政府は介護費用が増大するから市民が助け合いをする福祉に切り替えるという。その趣旨は「我が事・丸ごと地域共生社会の実現」として次のように説明されています。
「今般、一億総活躍社会づくりが進められるなか、福祉分野において パラダイムを転換し、福祉は与えるもの、与えられるものといったように、『支え手側』と『受け手側』に分かれるのではなく、地域のあらゆる住民が役割を持ち、支え合いながら、自分らしく活躍できる地域 コミュニティを育成し、公的な福祉サービスと協働して助け合いながら暮らすことのできる『地域共生社会』を実現する必要がある。具体的には、『他人事』になりがちな地域づくりを地域住民が『我が事』として主体的に取り組んでいただく仕組みを作っていくとともに、 市町村においては、地域づくりの取り組みの支援と、公的な福祉サービスへのつなぎを含めた『丸ごと』の総合相談支援の体制整備を進めていく必要がある」
それを「地域共生社会」と呼び、手始めに障害者施設での介護保険サービスの提供が始まりました。狙いは利用料負担のある介護保険と多くの人が負担なしの障害者と一緒にして、やがては障害者も負担をするように持ち込みたいという見方があります。

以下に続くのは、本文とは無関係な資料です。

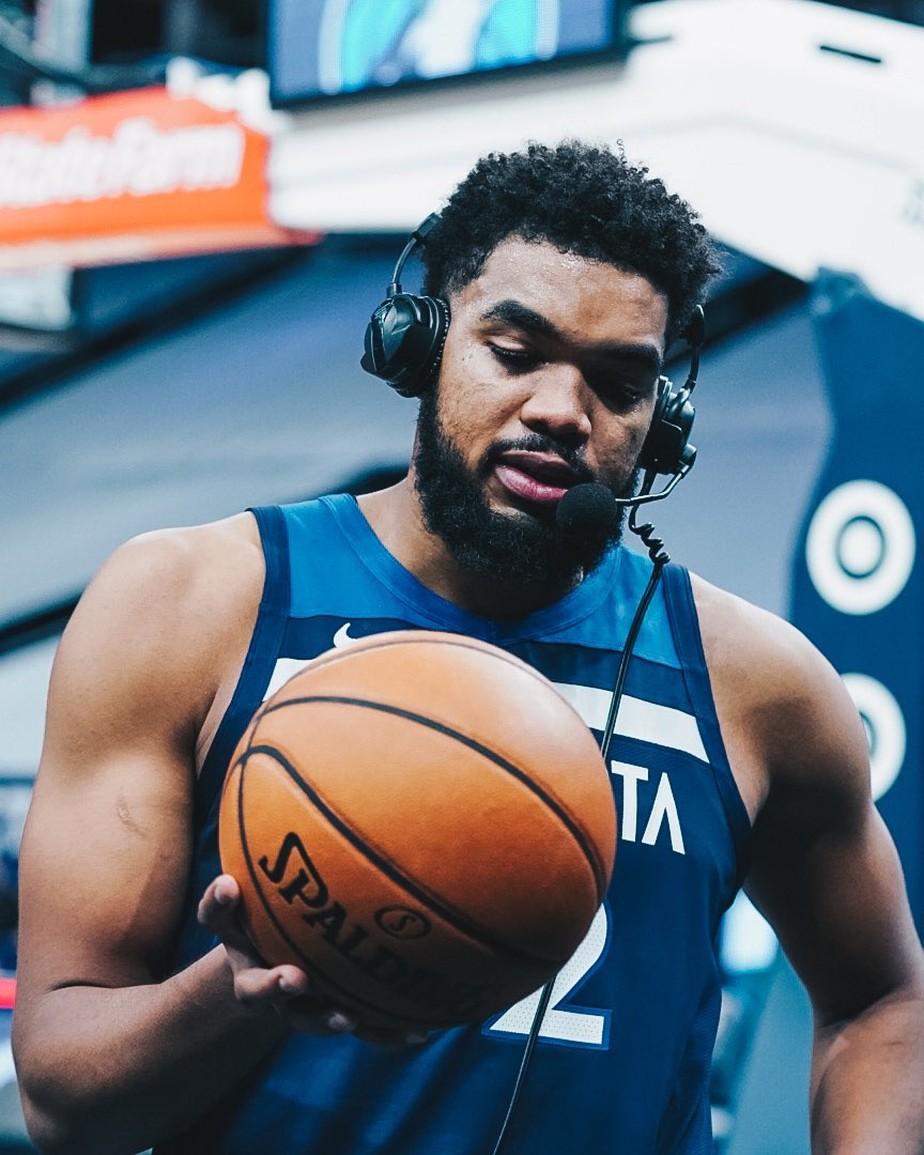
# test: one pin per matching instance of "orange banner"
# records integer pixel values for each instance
(131, 176)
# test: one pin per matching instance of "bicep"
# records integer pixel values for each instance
(825, 870)
(105, 852)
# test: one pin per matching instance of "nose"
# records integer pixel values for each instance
(558, 404)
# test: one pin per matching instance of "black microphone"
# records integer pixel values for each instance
(588, 513)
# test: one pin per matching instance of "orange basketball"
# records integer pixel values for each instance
(423, 824)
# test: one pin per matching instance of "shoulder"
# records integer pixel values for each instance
(163, 620)
(784, 713)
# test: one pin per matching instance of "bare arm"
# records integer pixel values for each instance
(826, 874)
(107, 1057)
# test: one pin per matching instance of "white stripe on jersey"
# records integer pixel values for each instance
(663, 725)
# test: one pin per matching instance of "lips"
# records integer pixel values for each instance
(542, 478)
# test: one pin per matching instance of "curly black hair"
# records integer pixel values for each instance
(583, 199)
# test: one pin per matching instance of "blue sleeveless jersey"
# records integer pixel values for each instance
(624, 1056)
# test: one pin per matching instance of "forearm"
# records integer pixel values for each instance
(866, 1082)
(116, 1070)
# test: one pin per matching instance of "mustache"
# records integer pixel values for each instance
(536, 442)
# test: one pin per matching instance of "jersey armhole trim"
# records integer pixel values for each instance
(684, 619)
(260, 658)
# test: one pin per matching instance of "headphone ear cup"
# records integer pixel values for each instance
(667, 447)
(404, 340)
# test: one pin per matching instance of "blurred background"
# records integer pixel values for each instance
(201, 201)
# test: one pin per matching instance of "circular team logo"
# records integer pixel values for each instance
(401, 923)
(861, 548)
(884, 722)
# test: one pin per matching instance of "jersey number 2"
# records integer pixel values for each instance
(561, 1023)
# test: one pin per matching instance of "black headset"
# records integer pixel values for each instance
(405, 335)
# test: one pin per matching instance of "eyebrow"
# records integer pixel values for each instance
(521, 317)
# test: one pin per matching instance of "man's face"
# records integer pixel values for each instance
(548, 379)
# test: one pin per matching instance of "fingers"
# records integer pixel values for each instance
(285, 989)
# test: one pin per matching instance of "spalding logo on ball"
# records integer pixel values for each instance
(420, 822)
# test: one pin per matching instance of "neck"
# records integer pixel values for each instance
(397, 521)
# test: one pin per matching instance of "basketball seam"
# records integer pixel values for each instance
(587, 847)
(453, 917)
(311, 965)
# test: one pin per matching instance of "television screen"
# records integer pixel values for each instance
(322, 49)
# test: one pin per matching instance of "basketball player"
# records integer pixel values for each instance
(566, 273)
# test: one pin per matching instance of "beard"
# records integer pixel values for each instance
(513, 550)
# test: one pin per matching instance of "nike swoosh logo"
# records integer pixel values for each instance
(342, 638)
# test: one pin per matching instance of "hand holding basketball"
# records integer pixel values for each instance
(423, 825)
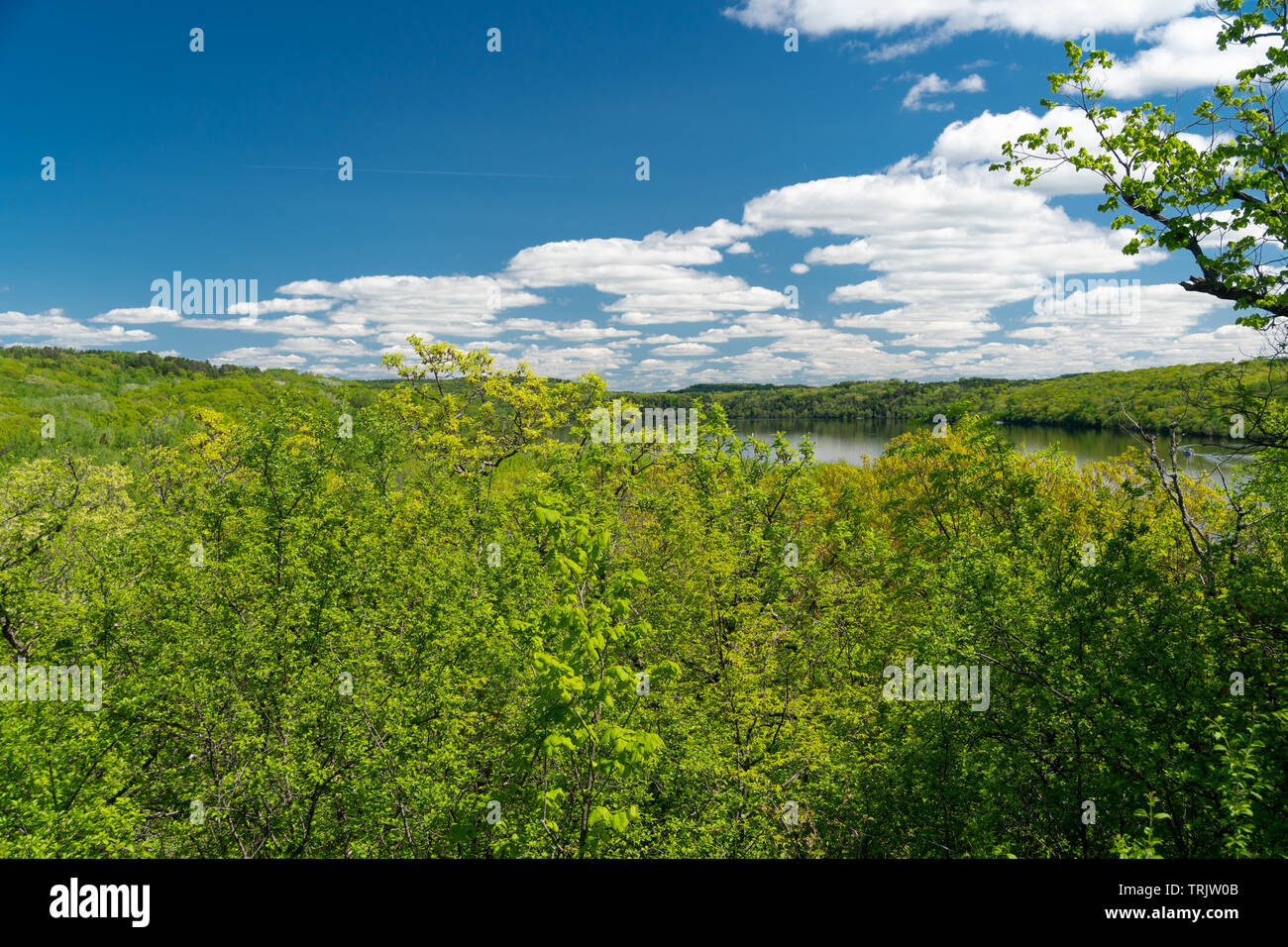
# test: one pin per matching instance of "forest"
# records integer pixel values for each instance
(1093, 399)
(437, 617)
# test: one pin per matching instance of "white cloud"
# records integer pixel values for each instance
(945, 18)
(137, 317)
(52, 328)
(273, 305)
(934, 85)
(259, 357)
(1184, 55)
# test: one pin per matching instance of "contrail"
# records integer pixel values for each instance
(397, 170)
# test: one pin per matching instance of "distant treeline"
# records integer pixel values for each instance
(1095, 399)
(108, 402)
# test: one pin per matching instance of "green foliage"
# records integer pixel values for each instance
(1096, 399)
(1222, 201)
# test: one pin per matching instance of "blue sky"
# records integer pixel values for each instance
(853, 170)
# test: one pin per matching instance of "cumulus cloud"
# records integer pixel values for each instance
(948, 18)
(52, 328)
(934, 85)
(140, 316)
(1183, 55)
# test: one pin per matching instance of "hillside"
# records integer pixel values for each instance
(1095, 399)
(106, 402)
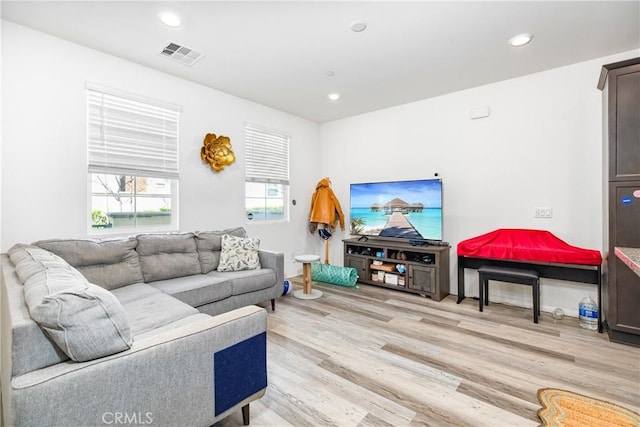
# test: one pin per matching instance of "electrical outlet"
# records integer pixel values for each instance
(543, 213)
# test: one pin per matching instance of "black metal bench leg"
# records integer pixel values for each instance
(245, 415)
(480, 292)
(486, 292)
(536, 301)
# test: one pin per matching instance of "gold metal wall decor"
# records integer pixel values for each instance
(216, 150)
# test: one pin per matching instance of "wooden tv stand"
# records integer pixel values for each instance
(426, 267)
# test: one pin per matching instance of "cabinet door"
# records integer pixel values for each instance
(624, 124)
(422, 278)
(360, 264)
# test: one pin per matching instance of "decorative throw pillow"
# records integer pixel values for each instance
(239, 253)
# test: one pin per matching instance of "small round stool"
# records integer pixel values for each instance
(306, 292)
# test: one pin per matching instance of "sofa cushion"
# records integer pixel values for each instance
(29, 260)
(209, 244)
(239, 253)
(148, 308)
(84, 320)
(110, 263)
(246, 281)
(165, 256)
(196, 290)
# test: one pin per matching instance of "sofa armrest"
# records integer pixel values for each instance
(178, 377)
(275, 261)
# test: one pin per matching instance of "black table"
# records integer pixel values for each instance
(571, 272)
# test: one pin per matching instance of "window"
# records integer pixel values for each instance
(133, 161)
(267, 174)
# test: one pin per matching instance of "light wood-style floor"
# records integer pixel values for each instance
(379, 357)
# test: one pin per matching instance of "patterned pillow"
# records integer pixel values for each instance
(239, 253)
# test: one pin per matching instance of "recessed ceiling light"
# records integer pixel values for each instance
(170, 19)
(520, 39)
(358, 26)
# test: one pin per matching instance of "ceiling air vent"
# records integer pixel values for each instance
(181, 54)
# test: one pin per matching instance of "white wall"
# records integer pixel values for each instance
(540, 147)
(44, 170)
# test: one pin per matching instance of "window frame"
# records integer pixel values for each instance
(255, 176)
(171, 174)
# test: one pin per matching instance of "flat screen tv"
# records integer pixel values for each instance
(397, 209)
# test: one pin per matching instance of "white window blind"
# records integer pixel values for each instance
(128, 136)
(267, 155)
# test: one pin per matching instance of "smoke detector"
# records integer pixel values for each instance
(181, 54)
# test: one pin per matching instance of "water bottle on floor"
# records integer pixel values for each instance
(588, 313)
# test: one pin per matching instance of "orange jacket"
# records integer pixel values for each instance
(325, 205)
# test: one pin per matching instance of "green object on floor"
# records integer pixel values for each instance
(333, 274)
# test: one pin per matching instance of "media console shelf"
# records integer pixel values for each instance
(426, 268)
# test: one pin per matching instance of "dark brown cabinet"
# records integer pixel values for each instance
(397, 265)
(620, 83)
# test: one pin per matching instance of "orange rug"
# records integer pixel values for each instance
(561, 408)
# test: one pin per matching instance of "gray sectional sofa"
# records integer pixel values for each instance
(157, 329)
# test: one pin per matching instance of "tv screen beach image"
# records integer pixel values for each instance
(399, 209)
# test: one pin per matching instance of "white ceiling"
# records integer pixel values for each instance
(279, 53)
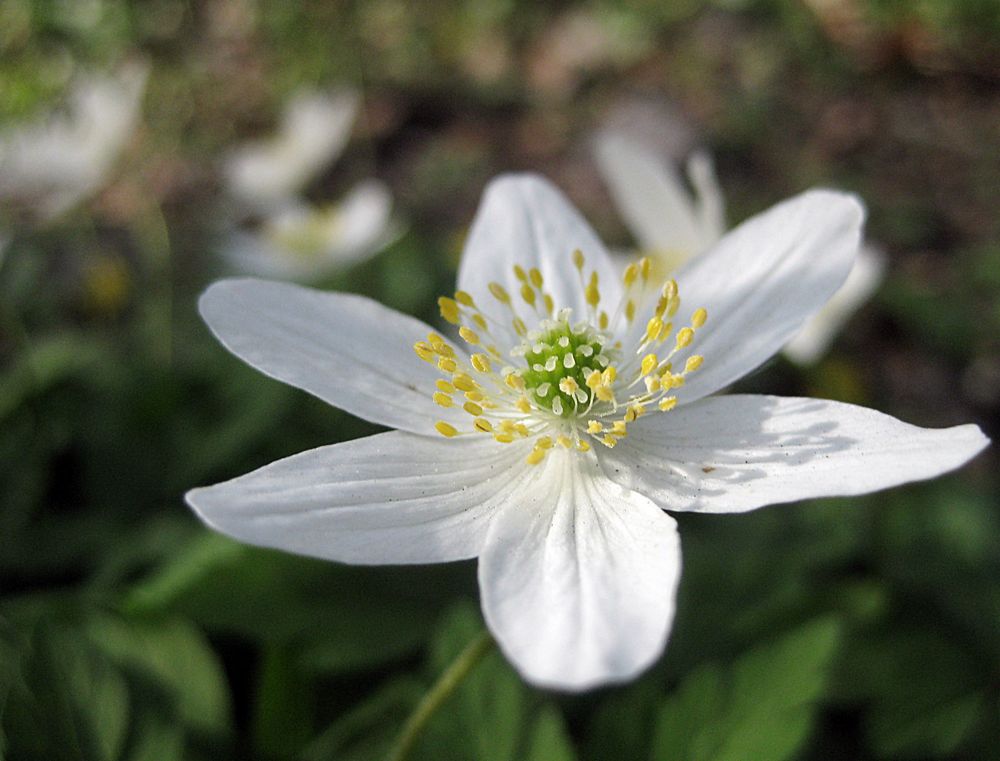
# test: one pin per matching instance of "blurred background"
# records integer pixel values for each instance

介護についても地域住民が助け合う仕組みを作るとして公的な支援の縮小を匂わせています。働いている世代にとって地域に住む住民の介護を「我が事」として参加せよと言われてもその余裕はなしいでしょう。年寄りは元気な人もいるかもしれませんので、ある程度の参加はあるかもしれません。しかし、これは失敗するでしょう。高齢者増に対応できません。
そして、助け合いですから無償労働を期待していると思われます。公的責任の地域丸投げと言われる呼ばれる所以です。現在、介護保険と障害者福祉の国庫負担は5兆円強です。防衛費も5兆円を超しています。防衛費から1兆円でも削ればこんなことしないで済むのではないか。